Di fronte a fenomeni largamente previsti come lo spopolamento e l'invecchiamento della popolazione si assiste a una «colpevole irresolutezza», a una «deresponsabilizzazione collettiva». È come se ci si fosse rassegnati alla considerazione che «l'Italia è un paese in declino», frase che trova l'accordo soprattutto i giovani (84 su 100) mentre gli over 65 conservano un po' di orgoglio perché l'affermazione è sottoscritta "solo" da 68 su 100.
Il Censis rivede le previsioni demografiche dell'Istat, considerate non sufficientemente pessimiste, e dipinge scenari nei quali il saldo naturale al 2050 (cioè la differenza tra nati e morti) sarà negativo per 564-610mila persone contro il meno 440mila dell'Istat con oltre tre morti per ogni neonato (oggi 1,8) e ci saranno meno di 300mila culle.

La popolazione quindi diminuirà, nel 2040 solo una famiglia su quattro sarà la classica coppia con almeno un figlio (oggi una su tre). Pochi giovani vuol dire pochi potenziali lavoratori con «una seria minaccia per il sistema produttivo». E tanti anziani significa una elevata spesa sanitaria, che dovrebbe salire dai 131 miliardi attuali ai 177 del 2050. E sarebbe a rischio l'equilibrio previdenziale.
Gli italiani, per quanto dipinti dal Censis come sonnambuli, d'improvviso si lasciano travolgere da paure amplificate, che turbano soprattutto i giovani. Oltre otto su dieci si aspettano un clima incontrollabile, impazzito; sette su dieci paventano l'arrivo di milioni di persone in fuga da catastrofi ambientali; ancora sette su dieci pensano che non ci saranno lavoratori sufficienti per pagare le pensioni; cinque su dieci si sentono indifesi di fronte a «un attacco militare di un Paese nemico». C'è poi un ripensamento valoriale sul lavoro con quasi nove giovani su dieci secondo cui «fare del lavoro il centro della propria vita è un errore». Però, a sorpresa, proprio la crisi demografica è sottovalutata. Il Censis cita una indagine di Eurobarometro: solo 3 italiani su dieci considerano un problema il declino della fecondità.

Eppure gli effetti della denatalità non sono di là da venire.

Sei delle dieci grandi città hanno visto una riduzione della popolazione attiva (15-64 anni) nel corso degli ultimi vent'anni e il calo più forte (-8,1%) vede alla pari Napoli e Genova, a fronte del +7,7% di Milano e +8% di Roma, città attrattive.

In un Paese con pochi giovani ci si aspetterebbe attenzione, invece la società «non li vede, non li rappresenta e quasi li respinge» mentre loro per reazione non votano e non partecipano alla vita politica. Sei su dieci nella fascia di età 18-34 anni dichiara che andrebbe via dall'Italia se ne avesse la possibilità.
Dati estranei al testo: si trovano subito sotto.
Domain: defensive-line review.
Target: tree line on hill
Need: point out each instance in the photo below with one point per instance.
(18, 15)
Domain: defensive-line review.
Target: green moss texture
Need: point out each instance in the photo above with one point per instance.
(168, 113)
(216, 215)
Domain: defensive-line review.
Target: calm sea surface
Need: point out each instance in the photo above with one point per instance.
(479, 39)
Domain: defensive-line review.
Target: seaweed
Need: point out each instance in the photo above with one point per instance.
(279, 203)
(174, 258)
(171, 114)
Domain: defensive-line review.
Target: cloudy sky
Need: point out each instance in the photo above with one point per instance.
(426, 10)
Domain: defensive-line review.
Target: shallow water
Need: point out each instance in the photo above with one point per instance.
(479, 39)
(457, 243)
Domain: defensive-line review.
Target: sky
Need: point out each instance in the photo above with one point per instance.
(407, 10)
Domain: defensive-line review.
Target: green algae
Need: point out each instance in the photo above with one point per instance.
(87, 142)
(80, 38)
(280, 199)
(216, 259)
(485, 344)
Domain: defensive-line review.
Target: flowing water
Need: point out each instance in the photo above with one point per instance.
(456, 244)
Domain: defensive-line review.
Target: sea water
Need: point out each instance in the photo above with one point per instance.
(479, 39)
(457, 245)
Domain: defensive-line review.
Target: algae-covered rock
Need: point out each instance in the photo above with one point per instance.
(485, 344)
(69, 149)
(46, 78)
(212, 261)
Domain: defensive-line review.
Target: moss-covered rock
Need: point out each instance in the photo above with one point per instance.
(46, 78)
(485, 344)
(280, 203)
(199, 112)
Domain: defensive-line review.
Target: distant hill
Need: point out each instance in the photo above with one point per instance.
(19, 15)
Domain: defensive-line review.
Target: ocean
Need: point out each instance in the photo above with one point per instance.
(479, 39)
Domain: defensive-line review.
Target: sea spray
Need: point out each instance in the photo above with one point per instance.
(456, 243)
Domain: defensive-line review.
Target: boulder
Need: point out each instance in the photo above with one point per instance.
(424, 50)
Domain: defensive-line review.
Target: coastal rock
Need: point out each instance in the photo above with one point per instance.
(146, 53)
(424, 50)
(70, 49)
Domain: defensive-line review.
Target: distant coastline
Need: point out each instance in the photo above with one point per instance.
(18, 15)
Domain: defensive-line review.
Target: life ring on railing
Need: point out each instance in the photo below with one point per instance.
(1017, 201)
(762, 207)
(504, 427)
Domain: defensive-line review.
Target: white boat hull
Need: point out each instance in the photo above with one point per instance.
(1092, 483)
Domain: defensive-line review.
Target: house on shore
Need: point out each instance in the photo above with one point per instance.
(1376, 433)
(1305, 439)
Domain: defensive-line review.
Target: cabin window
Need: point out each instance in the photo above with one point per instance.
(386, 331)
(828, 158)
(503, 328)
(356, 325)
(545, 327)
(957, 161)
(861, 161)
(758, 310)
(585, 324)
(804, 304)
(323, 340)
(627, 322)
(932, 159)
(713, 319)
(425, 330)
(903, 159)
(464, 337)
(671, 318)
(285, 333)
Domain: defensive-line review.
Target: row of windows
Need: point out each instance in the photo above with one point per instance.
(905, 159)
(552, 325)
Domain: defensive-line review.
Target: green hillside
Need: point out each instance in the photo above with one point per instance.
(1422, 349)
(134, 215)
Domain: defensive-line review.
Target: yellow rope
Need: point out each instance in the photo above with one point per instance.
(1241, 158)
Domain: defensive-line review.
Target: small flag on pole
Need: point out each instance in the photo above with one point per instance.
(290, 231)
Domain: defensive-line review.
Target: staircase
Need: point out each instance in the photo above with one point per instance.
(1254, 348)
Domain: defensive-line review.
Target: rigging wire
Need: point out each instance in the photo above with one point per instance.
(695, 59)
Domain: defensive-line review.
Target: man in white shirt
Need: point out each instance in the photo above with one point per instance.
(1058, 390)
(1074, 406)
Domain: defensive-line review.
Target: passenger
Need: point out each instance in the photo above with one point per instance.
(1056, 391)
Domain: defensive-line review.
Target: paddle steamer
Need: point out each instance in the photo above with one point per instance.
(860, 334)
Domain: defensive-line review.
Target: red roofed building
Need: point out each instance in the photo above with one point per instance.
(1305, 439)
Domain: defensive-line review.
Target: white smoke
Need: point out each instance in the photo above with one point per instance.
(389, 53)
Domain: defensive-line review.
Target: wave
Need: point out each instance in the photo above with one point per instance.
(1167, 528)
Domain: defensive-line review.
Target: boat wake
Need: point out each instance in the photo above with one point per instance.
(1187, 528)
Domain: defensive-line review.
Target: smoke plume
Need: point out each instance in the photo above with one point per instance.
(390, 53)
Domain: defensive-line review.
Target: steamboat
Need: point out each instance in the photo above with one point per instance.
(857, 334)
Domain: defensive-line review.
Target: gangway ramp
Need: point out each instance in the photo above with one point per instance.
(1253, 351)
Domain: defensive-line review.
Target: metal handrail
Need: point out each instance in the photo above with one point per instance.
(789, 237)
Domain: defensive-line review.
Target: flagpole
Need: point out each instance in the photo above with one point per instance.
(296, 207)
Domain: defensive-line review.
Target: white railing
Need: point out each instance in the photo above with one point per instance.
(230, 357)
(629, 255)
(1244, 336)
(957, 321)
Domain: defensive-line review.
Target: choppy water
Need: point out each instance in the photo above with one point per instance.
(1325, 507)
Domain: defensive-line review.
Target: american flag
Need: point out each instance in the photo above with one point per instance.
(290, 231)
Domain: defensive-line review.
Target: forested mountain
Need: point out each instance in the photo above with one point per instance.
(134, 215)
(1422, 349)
La loro non partecipazione è visibile in un dato: sui 7.786 sindaci appena 860 ha meno di 40 anni. Del resto anche sulla formazione non si investe molto, almeno a giudicare dagli stipendi dei docenti che sono sotto la retribuzione media degli occupati. Un insegnante delle elementari si ferma al 65% dello stipendio tipo e un prof delle superiore al 74%. Indici che ci rendono penultimi nella Ue. Per un confronto: in Germania i livelli sono 97% e 112%.

Qualche dato favorevole, a spulciare nelle 437 pagine del Rapporto, c'è. I flussi turistici di stranieri sono in aumento e confermano il fascino delle meraviglie italiane. La forza dell'export resta solida con la Campania che nel primo semestre 2023 spicca con un secondo posto come incremento verso una singola destinazione, la Svizzera, dopo le Marche in direzione Cina e prima della Liguria in direzione Stati Uniti. E la regione conquista il primo e il quarto posto per incremento di export per singolo settore produttivo con il più 141% per gli autoveicoli e il più 97% per il farmaceutico. Dal punto di vista dei diritti, il 74% degli italiani si dice favorevole all'eutanasia. Lo studio evidenzia, infine, che il 72% è favorevole all'introduzione dello ius soli e il 76% dice sì allo ius culturae, ovvero la cittadinanza per gli stranieri nati in Italia o arrivati in Italia prima dei 12 anni che abbiano frequentato un percorso formativo nel nostro Paese.